The genome annotation file used for mapping the RNAseq reads (Bos taurus genome, version 110) was downloaded from the Ensembl database. A lighter version of the file was generated by only retaining information about the genes in the GFF3 file. In addition, the genes’ GO annotation was obtained through the biomaRt
package using the Bos taurus Ensembl genome annotation (version 110).
The differential expression analysis was re-created according to the manuscript’s methods section, using the edgeR
package. Due to difference in package version and missing information about two samples, the results are not completely identical, nevertheless, most of the DE genes overlapped with the ones reported in the manuscript.
2.3.3 Metabolomics dataset
The table of metabolites concentrations was downloaded from the borealis database, containing measurements for 55 metabolites over 139 samples. Information about the measured metabolites was found in the HMDB dataset (https://hmdb.ca/). The contents of the database were downloaded and parsed to extract relevant properties of the measured metabolites.
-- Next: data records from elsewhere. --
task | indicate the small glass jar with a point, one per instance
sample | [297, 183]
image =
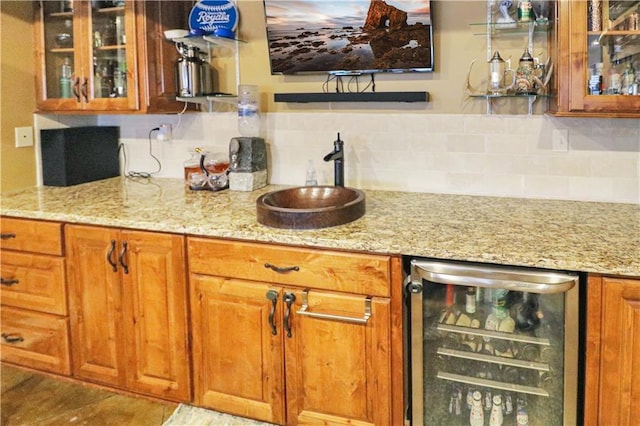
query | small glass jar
[497, 70]
[192, 165]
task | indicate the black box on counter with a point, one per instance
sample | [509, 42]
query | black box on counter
[75, 155]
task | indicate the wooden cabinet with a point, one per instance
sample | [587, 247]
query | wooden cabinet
[107, 56]
[596, 43]
[34, 317]
[128, 310]
[612, 394]
[295, 336]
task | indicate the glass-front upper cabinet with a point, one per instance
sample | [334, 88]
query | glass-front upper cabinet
[601, 74]
[86, 55]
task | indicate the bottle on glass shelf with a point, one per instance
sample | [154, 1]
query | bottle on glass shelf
[248, 110]
[476, 415]
[468, 317]
[615, 81]
[65, 78]
[450, 313]
[522, 417]
[496, 417]
[628, 79]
The differential expression analysis on the compounds was re-created according to the manuscript’s methods section, using a two-sample t-test.
2.3.4 Resulting files
The following files were generated, and are available through the moiraine
package (can be retrieved via system.file("extdata/genomics_dataset.csv", package = "moiraine")
):
genomics_dataset.csv
: contains the genomic variants’ dosage, with 23,036 genomic variants as rows and 139 samples as columns.genomics_features_info.csv
: contains information about the genomic variants (chromosome, genomic position, etc, as well as the results of a GWAS analysis), with 23,036 genomic variants as rows.transcriptomics_dataset.csv
: contains the genes’ raw read count, with 20,335 genes as rows and 143 samples as columns.bos_taurus_gene_model.gff3
: the genome annotation file used to map the transcriptomics reads to gene models.transcriptomics_de_results.csv
: the results of a differential expression analysis run on the transcriptomics dataset to compare healthy and infected animals, with 20,335 genes as rows.transcriptomics_go_annotation.csv
: contains the correspondence between genes and GO terms in a long format (one row per gene/GO term pair).metabolomics_dataset.csv
: contains the area peak values, with 139 samples as rows, and 55 compounds as columns.metabolomics_features_info.csv
: contains information about the 55 compounds in rows (such as mass, retention time, and formula and name if the compounds has been identified) as well as the results of a differential expression analysis run on the metabolomics dataset to compare healthy and infected animals.samples_info.csv
: information about the samples, with 143 samples as rows.